A project which turns captured carbon dioxide into animal feed has just received major funding from the UK government

The ‘carbon recycling’ scheme will provide sustainable food for fish and poultry farms which has an up to 75 per cent smaller carbon footprint than other food sources.

Written by: Rosie Frost / Euronews.com

While we are becoming increasingly aware that a meat-based diet has a greater environmental impact than a plant-based one, few know that the biggest environmental impact comes from the food the animals eat. Just last week an article published in the Journal Science claimed that a fifth of soy and beef imported into the EU from Brazil came from illegally deforested land.

In 2017, the WWF found that 75 per cent of global soy and maize production was being grown to feed animals, mostly pigs and poultry. With diets around the world tending towards higher consumption of meat, the production of animal feed poses a growing threat to biodiversity as land is cleared to grow more crops.

REACT-FIRST

Animal feed is usually made from soy, fishmeal or grains – which can lead to these devastating environmental impacts. This new process, created by Deep Branch Biotechnology, takes CO2 from industrial emissions and uses it as an energy source for microbes which generate a single-cell protein specially designed for animal feed.

CEO of the company, Peter Rowe, explained that the technology could help reduce the UK’s reliance on carbon-intensive international supply chains. Its potential use in food for fish and poultry “represents a new way of generating more sustainable animal feeds.”

Making Farming Carbon Neutral

To provide a source of industrial CO2 for the process, Deep Branch has partnered with a power station in the north of England which was recently converted to burn renewable biomass instead of coal.

Drax Power Station in Selby is the UK’s largest power station and supplies 5 percent of the country’s electricity needs.
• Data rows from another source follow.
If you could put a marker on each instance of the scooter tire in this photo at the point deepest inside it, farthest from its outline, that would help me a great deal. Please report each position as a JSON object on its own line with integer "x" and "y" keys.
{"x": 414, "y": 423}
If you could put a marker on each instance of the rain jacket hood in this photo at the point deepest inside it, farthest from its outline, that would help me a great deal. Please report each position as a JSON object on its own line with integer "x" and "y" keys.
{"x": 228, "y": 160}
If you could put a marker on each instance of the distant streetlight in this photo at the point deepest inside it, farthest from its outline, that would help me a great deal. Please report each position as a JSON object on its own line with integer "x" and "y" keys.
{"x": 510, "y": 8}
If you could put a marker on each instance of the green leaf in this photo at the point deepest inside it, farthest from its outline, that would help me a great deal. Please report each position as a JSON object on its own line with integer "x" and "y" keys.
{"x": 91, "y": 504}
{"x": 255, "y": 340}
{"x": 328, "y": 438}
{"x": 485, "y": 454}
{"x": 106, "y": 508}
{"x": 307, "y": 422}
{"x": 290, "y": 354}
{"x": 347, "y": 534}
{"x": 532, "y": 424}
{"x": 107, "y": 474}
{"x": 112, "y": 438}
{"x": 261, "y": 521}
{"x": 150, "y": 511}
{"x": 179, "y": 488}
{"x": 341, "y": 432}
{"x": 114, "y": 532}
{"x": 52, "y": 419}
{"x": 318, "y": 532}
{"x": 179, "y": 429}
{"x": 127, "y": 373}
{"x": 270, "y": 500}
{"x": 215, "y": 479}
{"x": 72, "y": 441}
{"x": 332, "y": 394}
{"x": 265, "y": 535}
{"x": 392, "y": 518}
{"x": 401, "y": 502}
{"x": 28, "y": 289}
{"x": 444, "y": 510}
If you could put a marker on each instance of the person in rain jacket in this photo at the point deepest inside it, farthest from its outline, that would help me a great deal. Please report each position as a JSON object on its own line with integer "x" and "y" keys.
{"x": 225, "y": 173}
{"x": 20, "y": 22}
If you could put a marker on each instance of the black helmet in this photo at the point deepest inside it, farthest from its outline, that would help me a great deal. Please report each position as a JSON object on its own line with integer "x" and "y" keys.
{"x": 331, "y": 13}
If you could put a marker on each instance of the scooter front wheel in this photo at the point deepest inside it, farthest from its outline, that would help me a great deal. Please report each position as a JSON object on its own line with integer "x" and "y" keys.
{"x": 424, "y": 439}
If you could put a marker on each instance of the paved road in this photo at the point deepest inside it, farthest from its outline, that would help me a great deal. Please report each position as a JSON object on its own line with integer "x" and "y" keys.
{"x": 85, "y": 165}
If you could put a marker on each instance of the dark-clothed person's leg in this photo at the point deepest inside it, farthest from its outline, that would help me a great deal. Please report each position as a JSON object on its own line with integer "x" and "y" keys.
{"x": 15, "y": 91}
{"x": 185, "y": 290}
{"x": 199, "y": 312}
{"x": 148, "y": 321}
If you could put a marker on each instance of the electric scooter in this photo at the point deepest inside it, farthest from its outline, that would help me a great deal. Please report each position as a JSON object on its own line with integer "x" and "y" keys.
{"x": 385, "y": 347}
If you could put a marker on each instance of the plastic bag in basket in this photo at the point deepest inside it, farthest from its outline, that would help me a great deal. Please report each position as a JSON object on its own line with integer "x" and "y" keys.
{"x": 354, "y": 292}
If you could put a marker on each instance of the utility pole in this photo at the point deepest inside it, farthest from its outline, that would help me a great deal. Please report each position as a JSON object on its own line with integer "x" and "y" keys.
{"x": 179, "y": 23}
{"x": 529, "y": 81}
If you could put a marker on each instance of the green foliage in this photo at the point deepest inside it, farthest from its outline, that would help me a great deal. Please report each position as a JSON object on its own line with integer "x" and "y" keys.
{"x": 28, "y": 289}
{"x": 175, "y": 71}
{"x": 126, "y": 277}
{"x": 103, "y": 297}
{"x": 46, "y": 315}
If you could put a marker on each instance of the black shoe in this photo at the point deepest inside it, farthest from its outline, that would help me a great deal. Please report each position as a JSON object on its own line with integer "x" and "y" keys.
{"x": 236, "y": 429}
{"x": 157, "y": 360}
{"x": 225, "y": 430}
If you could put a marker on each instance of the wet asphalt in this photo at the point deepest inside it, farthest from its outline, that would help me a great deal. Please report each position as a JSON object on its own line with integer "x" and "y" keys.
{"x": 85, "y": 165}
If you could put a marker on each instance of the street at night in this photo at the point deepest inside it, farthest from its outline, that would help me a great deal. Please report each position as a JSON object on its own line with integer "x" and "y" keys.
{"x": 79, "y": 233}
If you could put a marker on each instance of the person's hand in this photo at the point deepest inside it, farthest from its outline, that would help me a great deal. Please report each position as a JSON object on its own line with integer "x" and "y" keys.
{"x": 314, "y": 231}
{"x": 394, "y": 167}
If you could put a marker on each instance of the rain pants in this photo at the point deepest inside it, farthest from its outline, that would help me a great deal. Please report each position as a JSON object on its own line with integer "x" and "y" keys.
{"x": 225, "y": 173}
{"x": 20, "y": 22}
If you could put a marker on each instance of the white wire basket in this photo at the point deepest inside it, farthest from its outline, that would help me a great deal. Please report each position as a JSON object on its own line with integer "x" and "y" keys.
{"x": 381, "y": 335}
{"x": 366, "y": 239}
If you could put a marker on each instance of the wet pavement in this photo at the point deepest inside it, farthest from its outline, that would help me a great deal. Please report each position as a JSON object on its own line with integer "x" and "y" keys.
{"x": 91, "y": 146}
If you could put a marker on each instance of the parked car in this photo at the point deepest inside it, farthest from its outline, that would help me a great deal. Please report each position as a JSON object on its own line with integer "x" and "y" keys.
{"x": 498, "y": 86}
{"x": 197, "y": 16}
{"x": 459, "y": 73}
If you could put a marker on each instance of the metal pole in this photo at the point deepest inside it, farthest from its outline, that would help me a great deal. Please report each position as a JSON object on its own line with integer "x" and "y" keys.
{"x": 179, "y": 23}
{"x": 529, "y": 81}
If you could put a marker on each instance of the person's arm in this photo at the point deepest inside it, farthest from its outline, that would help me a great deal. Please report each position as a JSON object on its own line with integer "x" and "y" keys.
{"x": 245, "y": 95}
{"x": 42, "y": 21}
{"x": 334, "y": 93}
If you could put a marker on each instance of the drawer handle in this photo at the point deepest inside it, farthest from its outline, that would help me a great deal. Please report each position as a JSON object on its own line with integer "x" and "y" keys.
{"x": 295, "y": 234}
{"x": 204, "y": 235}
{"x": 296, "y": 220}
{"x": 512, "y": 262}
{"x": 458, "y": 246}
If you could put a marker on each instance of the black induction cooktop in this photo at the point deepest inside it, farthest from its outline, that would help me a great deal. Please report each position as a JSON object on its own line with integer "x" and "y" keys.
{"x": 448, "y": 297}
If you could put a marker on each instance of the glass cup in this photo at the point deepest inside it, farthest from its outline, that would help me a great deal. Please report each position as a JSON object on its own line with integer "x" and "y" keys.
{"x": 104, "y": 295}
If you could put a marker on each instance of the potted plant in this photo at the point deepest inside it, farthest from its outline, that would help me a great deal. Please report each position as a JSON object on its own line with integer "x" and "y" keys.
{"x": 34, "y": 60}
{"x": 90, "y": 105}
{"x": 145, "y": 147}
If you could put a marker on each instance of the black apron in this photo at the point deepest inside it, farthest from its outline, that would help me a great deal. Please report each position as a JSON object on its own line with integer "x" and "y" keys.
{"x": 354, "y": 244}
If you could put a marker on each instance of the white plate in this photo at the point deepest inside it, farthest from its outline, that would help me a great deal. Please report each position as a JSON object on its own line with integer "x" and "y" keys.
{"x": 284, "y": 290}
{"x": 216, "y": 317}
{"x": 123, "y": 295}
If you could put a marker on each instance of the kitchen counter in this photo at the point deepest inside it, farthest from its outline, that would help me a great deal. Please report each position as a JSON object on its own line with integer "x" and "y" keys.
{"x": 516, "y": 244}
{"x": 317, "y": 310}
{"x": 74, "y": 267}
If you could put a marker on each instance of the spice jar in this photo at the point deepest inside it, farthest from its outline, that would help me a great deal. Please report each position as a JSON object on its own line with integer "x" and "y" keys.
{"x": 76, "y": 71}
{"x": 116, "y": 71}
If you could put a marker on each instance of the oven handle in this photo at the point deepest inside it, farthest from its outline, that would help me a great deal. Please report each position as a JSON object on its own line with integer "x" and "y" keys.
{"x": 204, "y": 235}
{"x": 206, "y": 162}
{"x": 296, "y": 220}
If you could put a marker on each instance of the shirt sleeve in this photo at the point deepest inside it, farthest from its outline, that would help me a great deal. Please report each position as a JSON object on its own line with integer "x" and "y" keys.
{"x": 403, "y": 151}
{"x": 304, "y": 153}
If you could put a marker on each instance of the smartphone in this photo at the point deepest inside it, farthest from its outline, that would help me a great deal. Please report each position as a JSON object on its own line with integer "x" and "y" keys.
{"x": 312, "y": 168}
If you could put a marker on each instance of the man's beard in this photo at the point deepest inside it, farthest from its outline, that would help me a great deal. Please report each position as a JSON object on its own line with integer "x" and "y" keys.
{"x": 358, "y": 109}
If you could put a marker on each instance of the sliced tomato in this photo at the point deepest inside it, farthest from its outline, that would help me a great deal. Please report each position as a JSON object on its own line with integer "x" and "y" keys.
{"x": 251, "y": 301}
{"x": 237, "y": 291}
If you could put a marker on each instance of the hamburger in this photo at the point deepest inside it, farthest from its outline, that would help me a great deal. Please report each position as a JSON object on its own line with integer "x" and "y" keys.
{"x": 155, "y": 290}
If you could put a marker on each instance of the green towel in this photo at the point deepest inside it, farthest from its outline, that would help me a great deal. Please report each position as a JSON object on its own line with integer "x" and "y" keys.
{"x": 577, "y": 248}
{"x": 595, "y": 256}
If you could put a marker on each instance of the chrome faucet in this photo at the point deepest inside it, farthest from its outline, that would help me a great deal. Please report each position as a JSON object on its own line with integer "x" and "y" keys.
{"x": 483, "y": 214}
Drax has ambitions to become carbon negative by 2030 and capturing the CO2 it emits for projects like this one is part of this plan. Already the plant has been experimenting with using its captured CO2 to create new plastic products.

They have been awarded £3 million (€ 3.3 million) in funding by the government to test whether the process will work on a larger scale and what the overall carbon emissions would be.

This is partnership represents part of a wider consortium of 10 industry and academic groups called REACT-FIRST which received the £3 million funding. The consortium is “committed to tackling the global climate crisis and the goal of achieving neutral/negative carbon emissions”.

“Currently, most animal feed protein sources are imported from overseas, making the UK dependent on complicated and fragile supply chains,” said Rowe. “REACT-FIRST has been created to focus solely on addressing this problem.”

REACT-FIRST also includes Nottingham Trent University and UK supermarket Sainsbury’s alongside a number of other agriculture technology companies.

From Robotic Fruit Picking to Vertical Farming

The Yorkshire project is one of nine which received part of a £24 million funding package aimed at making the food production system in the UK more efficient. Others included a vertical fruit grower in London, AI technology being used to improve the efficiency of farms and a project testing whether robots can be used to carry out energy-intensive jobs like picking fruit.

“From robotics assisting our farmers in fruit picking, to technology that converts CO2 to clean animal feed, the incredible projects we are backing today represent the future of farming,” said UK Science Minister, Amanda Solloway.

She added that using the “best of British science” the projects chosen by the government would “help accelerate our transition to net-zero food production”.